Molly Knudsen, RDN
17 mai 2 Il ne s’agit pas seulement d’être en retard. Il s’agit de biologie.
On nous a tous dit, très fermement, que le délai de 28 jours était le délai idéal. La règle d’or des menstruations.
La vie n’était pas exactement d’accord avec ces calculs. Pour certains d’entre nous, les cycles sont plus courts, chaotiques ou s’étendent dans un brouillard qui dure plus longtemps que quiconque ne veut l’admettre. Un cycle « long » n’est pas seulement une période tardive ; c’est 35 jours ou plus. C’est le genre d’incertitude qui donne l’impression que les applications de suivi ne sont que des décorations inutiles sur l’écran de votre téléphone.
Prenez le PMOS (syndrome ovarien métabolique polyendocrinien), le nom mis à jour de ce qui était autrefois strictement appelé SOPK. Elle touche environ 6 à 10 % des femmes en âge de procréer. Enchevêtrements hormonaux, ovulations manquées, rythmes irréguliers. Aucun bouton simple ne le répare.
Mais de nouvelles recherches pointent du doigt un suspect très courant et très sous-évalué.
La vitamine D modifie la courbe
Les chercheurs ont décidé d’approfondir cet angle spécifique. Ils ont examiné 449 femmes déjà diagnostiquées avec le SPM. Un principe assez simple : voyons si leurs niveaux sériques de vitamine D correspondent à la durée de leur cycle. C’est un bon endroit où chercher, car les femmes atteintes de cette maladie ont tendance à avoir une carence en vitamine D au départ. La connexion semblait suspecte, non ? Cela leur a fait du bien aussi.
Les résultats n’étaient pas subtils.
Les femmes ayant un faible taux de vitamine D (défini ici comme des niveaux inférieurs à 20 ng/mL) étaient beaucoup plus susceptibles d’avoir des cycles plus longs. 87,2 % du groupe déficient ont atteint ce cycle prolongé, contre 70 % dans le groupe ayant des niveaux suffisants. Cet écart est énorme.
Puis vint le calcul. C’est devenu linéaire. Pour chaque augmentation de ng/mL de vitamine D, le risque d’avoir un cycle prolongé diminuait de 9 %. Et ça a tenu. Les chercheurs se sont ajustés en fonction de l’âge. Pour l’IMC. Pour les marqueurs métaboliques qui encombrent généralement les données. Le lien restait obstinément présent.

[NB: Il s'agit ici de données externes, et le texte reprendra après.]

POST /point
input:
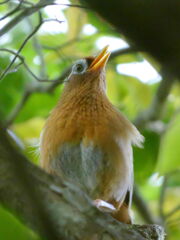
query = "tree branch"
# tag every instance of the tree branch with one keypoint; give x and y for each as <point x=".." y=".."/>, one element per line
<point x="69" y="210"/>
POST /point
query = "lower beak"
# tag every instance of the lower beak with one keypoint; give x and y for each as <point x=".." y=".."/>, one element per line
<point x="100" y="61"/>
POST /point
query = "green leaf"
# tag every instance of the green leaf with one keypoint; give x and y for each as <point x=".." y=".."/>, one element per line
<point x="169" y="153"/>
<point x="12" y="229"/>
<point x="145" y="158"/>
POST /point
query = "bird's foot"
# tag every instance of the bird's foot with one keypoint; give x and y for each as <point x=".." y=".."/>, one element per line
<point x="104" y="206"/>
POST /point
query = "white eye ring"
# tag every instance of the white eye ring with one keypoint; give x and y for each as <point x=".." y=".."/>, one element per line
<point x="79" y="67"/>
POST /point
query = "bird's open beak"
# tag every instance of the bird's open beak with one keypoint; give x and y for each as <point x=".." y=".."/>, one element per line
<point x="100" y="61"/>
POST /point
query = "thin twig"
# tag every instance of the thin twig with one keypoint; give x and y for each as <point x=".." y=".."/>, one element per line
<point x="21" y="47"/>
<point x="15" y="10"/>
<point x="172" y="212"/>
<point x="29" y="11"/>
<point x="34" y="89"/>
<point x="38" y="48"/>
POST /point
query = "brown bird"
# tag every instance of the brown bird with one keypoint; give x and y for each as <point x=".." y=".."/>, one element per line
<point x="86" y="140"/>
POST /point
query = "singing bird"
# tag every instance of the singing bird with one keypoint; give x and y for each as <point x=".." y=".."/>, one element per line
<point x="87" y="141"/>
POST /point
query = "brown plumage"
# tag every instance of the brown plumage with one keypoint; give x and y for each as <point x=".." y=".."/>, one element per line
<point x="88" y="141"/>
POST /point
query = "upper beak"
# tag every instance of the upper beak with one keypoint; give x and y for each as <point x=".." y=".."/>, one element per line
<point x="100" y="61"/>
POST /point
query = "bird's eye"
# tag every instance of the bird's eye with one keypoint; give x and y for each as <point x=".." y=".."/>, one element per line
<point x="80" y="67"/>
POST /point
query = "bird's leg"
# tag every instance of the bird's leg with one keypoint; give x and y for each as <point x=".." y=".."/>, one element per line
<point x="104" y="206"/>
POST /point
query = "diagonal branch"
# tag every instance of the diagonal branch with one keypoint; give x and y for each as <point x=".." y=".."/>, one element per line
<point x="22" y="46"/>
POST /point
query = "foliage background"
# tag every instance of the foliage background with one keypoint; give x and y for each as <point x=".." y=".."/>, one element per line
<point x="48" y="53"/>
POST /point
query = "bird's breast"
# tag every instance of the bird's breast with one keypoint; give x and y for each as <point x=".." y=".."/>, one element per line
<point x="82" y="164"/>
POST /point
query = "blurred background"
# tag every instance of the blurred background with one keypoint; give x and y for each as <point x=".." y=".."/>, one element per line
<point x="42" y="47"/>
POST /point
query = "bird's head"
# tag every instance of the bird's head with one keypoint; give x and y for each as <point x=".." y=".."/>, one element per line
<point x="89" y="71"/>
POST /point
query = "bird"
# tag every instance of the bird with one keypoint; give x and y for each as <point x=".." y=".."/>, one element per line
<point x="86" y="140"/>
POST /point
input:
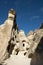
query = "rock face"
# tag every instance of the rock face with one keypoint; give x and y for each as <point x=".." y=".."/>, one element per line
<point x="15" y="44"/>
<point x="6" y="30"/>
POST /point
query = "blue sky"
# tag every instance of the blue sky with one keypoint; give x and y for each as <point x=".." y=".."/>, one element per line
<point x="29" y="13"/>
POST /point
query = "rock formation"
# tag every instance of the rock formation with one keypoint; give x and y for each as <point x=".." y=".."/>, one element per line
<point x="6" y="34"/>
<point x="15" y="44"/>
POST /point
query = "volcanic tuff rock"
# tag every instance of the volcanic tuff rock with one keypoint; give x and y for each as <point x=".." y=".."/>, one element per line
<point x="14" y="43"/>
<point x="6" y="33"/>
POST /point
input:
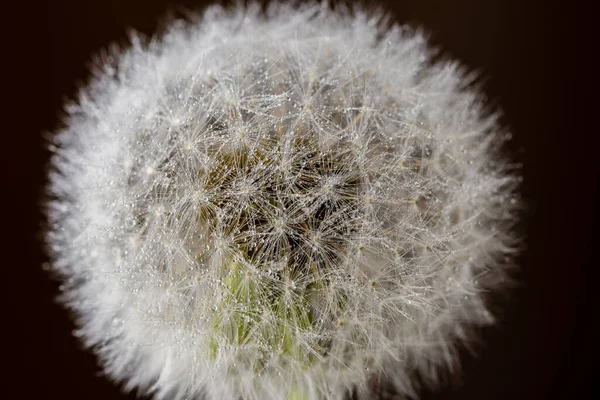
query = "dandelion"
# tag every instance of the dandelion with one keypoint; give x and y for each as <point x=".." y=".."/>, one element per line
<point x="279" y="205"/>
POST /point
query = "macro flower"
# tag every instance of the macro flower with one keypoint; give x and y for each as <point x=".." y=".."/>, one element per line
<point x="279" y="204"/>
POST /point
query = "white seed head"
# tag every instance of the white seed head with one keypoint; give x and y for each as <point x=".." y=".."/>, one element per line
<point x="279" y="206"/>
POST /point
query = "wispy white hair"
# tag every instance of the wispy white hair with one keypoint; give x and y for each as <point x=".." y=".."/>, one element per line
<point x="279" y="205"/>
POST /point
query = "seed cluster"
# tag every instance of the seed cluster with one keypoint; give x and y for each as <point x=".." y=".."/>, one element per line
<point x="278" y="207"/>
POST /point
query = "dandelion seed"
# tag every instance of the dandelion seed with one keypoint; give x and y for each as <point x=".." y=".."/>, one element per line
<point x="279" y="206"/>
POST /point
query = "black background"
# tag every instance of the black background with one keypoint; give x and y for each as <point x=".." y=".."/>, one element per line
<point x="536" y="67"/>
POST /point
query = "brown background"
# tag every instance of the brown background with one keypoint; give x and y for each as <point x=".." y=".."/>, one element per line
<point x="536" y="68"/>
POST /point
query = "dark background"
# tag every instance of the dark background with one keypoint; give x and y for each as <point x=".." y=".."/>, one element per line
<point x="536" y="67"/>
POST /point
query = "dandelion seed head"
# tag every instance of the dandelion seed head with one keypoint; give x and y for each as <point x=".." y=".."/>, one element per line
<point x="279" y="206"/>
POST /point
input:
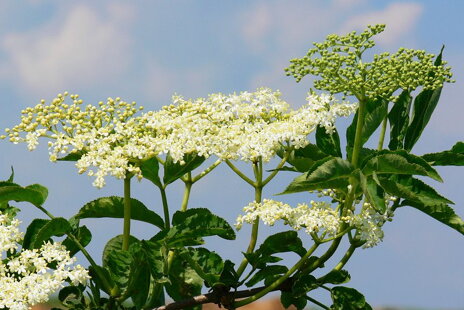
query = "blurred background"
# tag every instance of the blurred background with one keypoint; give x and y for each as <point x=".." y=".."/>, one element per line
<point x="145" y="51"/>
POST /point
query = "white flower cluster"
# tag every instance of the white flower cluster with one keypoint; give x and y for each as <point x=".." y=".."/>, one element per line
<point x="318" y="217"/>
<point x="26" y="278"/>
<point x="244" y="126"/>
<point x="315" y="218"/>
<point x="369" y="225"/>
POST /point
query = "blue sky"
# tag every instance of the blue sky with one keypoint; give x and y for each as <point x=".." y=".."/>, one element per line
<point x="148" y="50"/>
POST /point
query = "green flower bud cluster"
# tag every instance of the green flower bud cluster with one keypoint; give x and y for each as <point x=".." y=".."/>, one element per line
<point x="338" y="62"/>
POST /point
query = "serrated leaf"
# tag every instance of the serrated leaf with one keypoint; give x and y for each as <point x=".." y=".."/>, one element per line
<point x="265" y="273"/>
<point x="113" y="244"/>
<point x="150" y="171"/>
<point x="442" y="213"/>
<point x="209" y="265"/>
<point x="304" y="284"/>
<point x="398" y="162"/>
<point x="329" y="143"/>
<point x="399" y="120"/>
<point x="282" y="242"/>
<point x="197" y="223"/>
<point x="35" y="193"/>
<point x="174" y="171"/>
<point x="458" y="148"/>
<point x="102" y="278"/>
<point x="57" y="226"/>
<point x="453" y="157"/>
<point x="11" y="178"/>
<point x="412" y="189"/>
<point x="287" y="299"/>
<point x="376" y="111"/>
<point x="336" y="277"/>
<point x="303" y="158"/>
<point x="374" y="193"/>
<point x="326" y="173"/>
<point x="113" y="207"/>
<point x="83" y="235"/>
<point x="345" y="298"/>
<point x="184" y="281"/>
<point x="32" y="231"/>
<point x="118" y="263"/>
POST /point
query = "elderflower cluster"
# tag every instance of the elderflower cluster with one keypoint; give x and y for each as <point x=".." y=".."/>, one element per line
<point x="317" y="217"/>
<point x="338" y="62"/>
<point x="314" y="218"/>
<point x="26" y="277"/>
<point x="110" y="140"/>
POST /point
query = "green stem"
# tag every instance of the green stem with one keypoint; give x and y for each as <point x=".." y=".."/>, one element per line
<point x="382" y="134"/>
<point x="207" y="170"/>
<point x="127" y="214"/>
<point x="279" y="281"/>
<point x="254" y="234"/>
<point x="188" y="186"/>
<point x="359" y="131"/>
<point x="239" y="173"/>
<point x="165" y="208"/>
<point x="345" y="257"/>
<point x="276" y="170"/>
<point x="317" y="303"/>
<point x="321" y="260"/>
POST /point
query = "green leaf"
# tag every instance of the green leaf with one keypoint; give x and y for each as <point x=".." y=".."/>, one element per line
<point x="155" y="258"/>
<point x="184" y="281"/>
<point x="35" y="193"/>
<point x="102" y="276"/>
<point x="398" y="162"/>
<point x="150" y="171"/>
<point x="424" y="105"/>
<point x="458" y="148"/>
<point x="69" y="296"/>
<point x="442" y="213"/>
<point x="32" y="231"/>
<point x="304" y="284"/>
<point x="197" y="223"/>
<point x="118" y="263"/>
<point x="11" y="178"/>
<point x="399" y="120"/>
<point x="138" y="285"/>
<point x="265" y="273"/>
<point x="287" y="299"/>
<point x="208" y="265"/>
<point x="329" y="143"/>
<point x="303" y="158"/>
<point x="41" y="231"/>
<point x="345" y="298"/>
<point x="282" y="242"/>
<point x="336" y="277"/>
<point x="113" y="207"/>
<point x="453" y="157"/>
<point x="325" y="173"/>
<point x="412" y="189"/>
<point x="376" y="111"/>
<point x="374" y="193"/>
<point x="174" y="171"/>
<point x="114" y="244"/>
<point x="83" y="235"/>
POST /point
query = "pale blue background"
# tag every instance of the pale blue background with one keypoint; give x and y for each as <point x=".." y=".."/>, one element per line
<point x="148" y="50"/>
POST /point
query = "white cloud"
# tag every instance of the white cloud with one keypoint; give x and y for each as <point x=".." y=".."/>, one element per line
<point x="400" y="18"/>
<point x="80" y="48"/>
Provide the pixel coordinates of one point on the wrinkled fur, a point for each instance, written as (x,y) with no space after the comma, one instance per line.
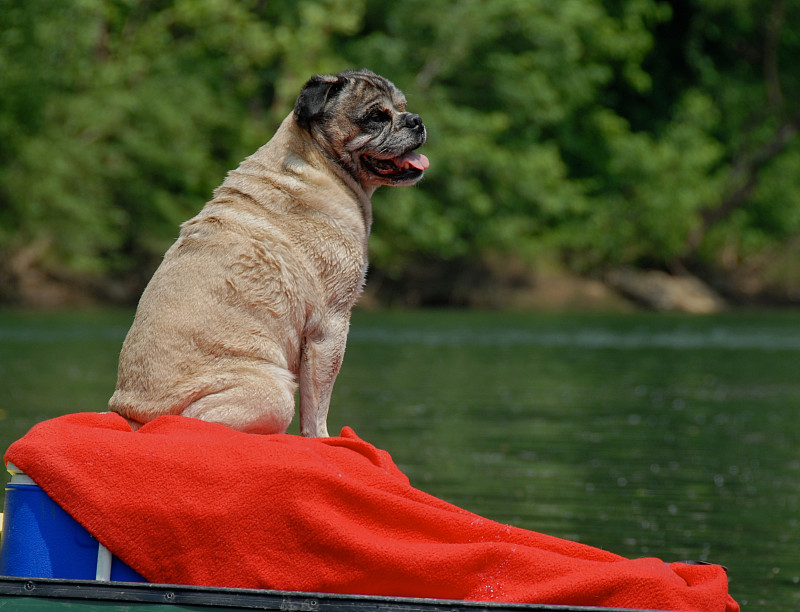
(254,298)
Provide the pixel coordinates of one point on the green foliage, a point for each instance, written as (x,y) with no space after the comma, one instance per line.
(596,132)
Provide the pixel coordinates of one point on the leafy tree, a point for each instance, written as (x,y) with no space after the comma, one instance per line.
(596,133)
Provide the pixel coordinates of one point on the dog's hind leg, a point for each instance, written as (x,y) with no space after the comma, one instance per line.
(265,408)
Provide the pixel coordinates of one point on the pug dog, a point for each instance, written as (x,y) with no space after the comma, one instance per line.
(254,297)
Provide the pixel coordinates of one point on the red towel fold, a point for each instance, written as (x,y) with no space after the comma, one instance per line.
(187,502)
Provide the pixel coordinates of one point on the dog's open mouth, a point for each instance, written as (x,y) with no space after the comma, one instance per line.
(407,165)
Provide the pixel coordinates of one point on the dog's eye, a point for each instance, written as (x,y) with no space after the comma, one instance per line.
(378,115)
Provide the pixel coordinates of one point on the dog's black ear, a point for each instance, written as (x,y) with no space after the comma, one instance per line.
(312,99)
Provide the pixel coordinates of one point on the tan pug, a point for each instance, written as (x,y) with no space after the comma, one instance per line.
(255,295)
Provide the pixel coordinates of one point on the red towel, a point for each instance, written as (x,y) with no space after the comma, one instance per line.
(187,502)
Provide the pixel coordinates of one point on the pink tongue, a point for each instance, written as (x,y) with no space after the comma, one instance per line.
(415,160)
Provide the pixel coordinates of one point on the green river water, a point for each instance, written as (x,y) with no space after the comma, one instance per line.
(647,435)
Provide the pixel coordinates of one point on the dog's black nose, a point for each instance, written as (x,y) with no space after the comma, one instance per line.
(414,122)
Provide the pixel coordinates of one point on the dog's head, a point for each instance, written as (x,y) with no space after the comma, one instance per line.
(360,119)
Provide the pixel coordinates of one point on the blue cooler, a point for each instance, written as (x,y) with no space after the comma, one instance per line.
(41,540)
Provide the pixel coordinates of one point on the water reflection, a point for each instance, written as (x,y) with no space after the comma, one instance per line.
(646,435)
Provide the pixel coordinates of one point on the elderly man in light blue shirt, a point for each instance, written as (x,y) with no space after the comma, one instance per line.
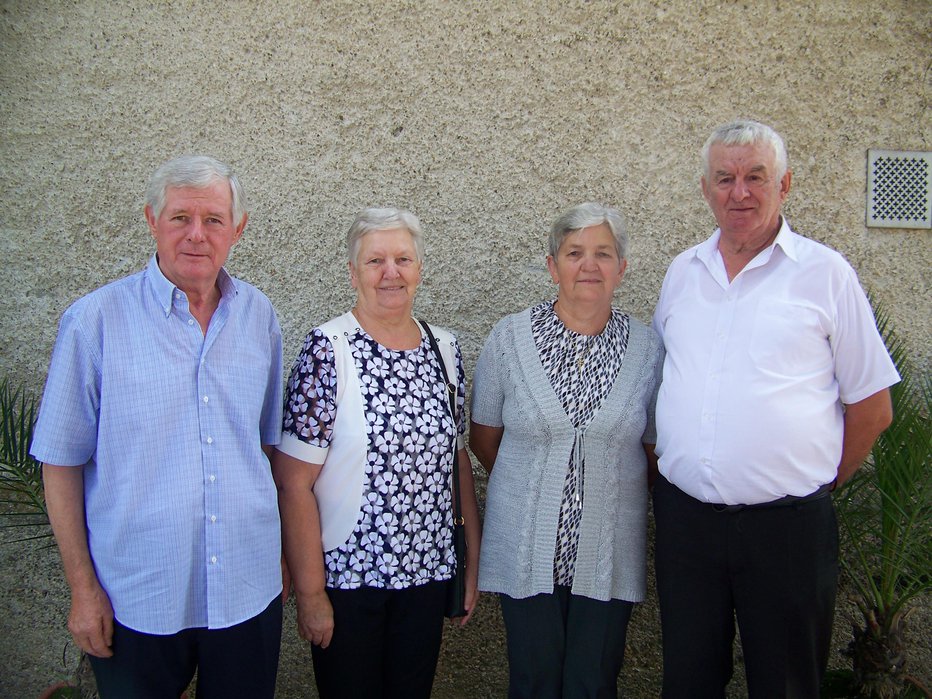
(162,404)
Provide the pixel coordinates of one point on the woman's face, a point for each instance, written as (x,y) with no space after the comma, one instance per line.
(386,272)
(587,266)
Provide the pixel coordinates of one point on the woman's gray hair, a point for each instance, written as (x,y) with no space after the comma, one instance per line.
(375,219)
(584,216)
(199,172)
(745,132)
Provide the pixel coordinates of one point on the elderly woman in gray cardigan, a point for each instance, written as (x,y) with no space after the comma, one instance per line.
(562,419)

Le bénéfice semble culminer une fois que les niveaux atteignent 28 ng/mL. Après cela? Des rendements décroissants pour la durée du cycle.
Voici cependant la partie délicate. Cela signifie-t-il que 28 est votre objectif ? Probablement pas. 30 est considéré comme adéquat par la plupart des commissions médicales. 50 est optimal pour la santé générale. 28 semble simplement être le « produit minimum viable » pour résoudre ce hoquet menstruel spécifique.
Pourquoi c’est vraiment important
La biologie n’est pas magique, même si on en a l’impression. Les récepteurs de la vitamine D existent dans les ovaires. Ils sont dans l’utérus. La vitamine aide à réguler la façon dont votre corps produit des hormones et la façon dont ces hormones communiquent entre elles. C’est un traducteur dans une pièce bruyante.
Lorsque vous ajoutez du PMOS au mix, cette traduction devient compliquée. Le déséquilibre hormonal s’ajoute au déséquilibre hormonal. Corriger la carence ne guérit évidemment pas le syndrome. Cela pourrait simplement éliminer suffisamment d’électricité statique dans la pièce pour que les ovaires se coordonnent mieux.
Comment combler l’écart
Si vous avez des règles irrégulières et un diagnostic comme le SPM, vérifier ce numéro est la première étape logique. Ne devinez pas. Faites la prise de sang.
La norme est le 25-hydroxyvitamine D. Demandez-le à votre prestataire lors de votre prochain panel ou utilisez un kit à domicile si vous détestez les aiguilles.
Une fois que vous avez le numéro, les suppléments font généralement le gros du travail. Le soleil est beau mais imprévisible. Recherchez des options contenant de la vitamine D3 associée à des matières grasses (huile d’olive, huile de lin, avocat), car les nutriments ont besoin d’aider à se dissoudre. Un supplément de haute qualité contenant environ 5 000 UI fait mieux le travail que d’espérer une journée à la plage qui n’arrive jamais.
Les données sont claires pour l’instant. Une teneur plus élevée en vitamine D est en corrélation avec des cycles réguliers. C’est un simple levier pour actionner une machine complexe. Il reste à voir si cela modifiera l’ensemble du résultat, mais ignorer la déficience revient à ignorer les fondations tout en discutant du toit.
Que faites-vous du temps gagné si votre cycle se prédit réellement ?
Cette partie dépend toujours de vous.